サッカーやスプリント競技で多く見られる疾患の一つに、ハムストリング損傷(ハムストリングスの肉離れ:以下HSI)があります。

ガクトレでも過去このHSIについてのブログをいくつかまとめておりますので、そちらも是非参考にしてください。

損傷の程度にもよりますが、少なからず一定期間は競技復帰に時間がかかってしまう事と、パフォーマンスの低下は予想できます。
そのためケガをしないための予防が重要となり、そのトレーニング方法が上記に添付してるブログ内に記載してます『ノルディック ハムストリングス エクササイズ:以下NHE』となります。

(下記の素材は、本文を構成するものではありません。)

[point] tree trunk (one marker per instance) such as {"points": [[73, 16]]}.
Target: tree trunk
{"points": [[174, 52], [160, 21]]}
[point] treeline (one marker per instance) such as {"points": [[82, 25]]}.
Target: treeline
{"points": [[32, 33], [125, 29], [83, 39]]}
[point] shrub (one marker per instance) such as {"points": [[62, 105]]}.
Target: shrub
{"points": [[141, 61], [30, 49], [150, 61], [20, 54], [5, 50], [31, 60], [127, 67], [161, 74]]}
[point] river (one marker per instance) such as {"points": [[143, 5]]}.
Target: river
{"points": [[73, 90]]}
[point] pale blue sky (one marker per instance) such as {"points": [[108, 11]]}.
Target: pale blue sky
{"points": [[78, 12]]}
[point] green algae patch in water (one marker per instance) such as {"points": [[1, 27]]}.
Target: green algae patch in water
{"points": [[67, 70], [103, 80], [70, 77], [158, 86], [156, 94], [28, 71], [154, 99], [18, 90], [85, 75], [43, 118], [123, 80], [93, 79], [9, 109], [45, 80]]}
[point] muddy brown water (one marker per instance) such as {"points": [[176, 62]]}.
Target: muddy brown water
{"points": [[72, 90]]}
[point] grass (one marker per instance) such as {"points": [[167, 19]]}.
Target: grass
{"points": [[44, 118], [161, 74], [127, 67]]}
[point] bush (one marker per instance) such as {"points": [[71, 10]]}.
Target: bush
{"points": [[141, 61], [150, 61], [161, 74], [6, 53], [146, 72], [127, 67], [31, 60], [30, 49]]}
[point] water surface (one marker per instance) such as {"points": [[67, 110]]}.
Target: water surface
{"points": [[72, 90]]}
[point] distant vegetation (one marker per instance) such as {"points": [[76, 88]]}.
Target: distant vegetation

NHEは2008年の「Strength & Conditioning Journal」にも研究され掲載となっていたので、現場で導入されていたのはおそらくもっと以前からかもしれません。現在では海外のプロサッカーチームでも導入されているほどメジャーで、偏心的にハムストリングスの筋力を向上させるトレーニング方法となっています。

ですが、NHEが初めて導入されてから長い年月がたちますが、これまでにその方法やバリエーションには変化が起きなかったのでしょうか?

今回は2023年に掲載されていた海外の論文をもとに、NHEのバリエーションの違いがもたらす影響についてまとめていきたいと思います。

2.HSIについて

サッカーなどのスポーツで多くみられるHSIですが、Kerkhoffsらによると参加時間1000時間当たりのHSIの発生率は、非接触スポーツでは0.87で、接触スポーツでは0.92~0.96の範囲と報告がありました。

またHSIは再損傷のリスクもあり、特定のシーズン中または最初の損傷から2年以内に14~63%とされています。つまり、一度でも損傷の経験があるプレイヤーは再損傷のリスクがあるため、予防がかなり重要であるということです。

このHSIの予防として行われているエクササイズがNHEとなります。その予防の効果は高く、アスリートのケガのリスクを50%も低下させることができると報告されています。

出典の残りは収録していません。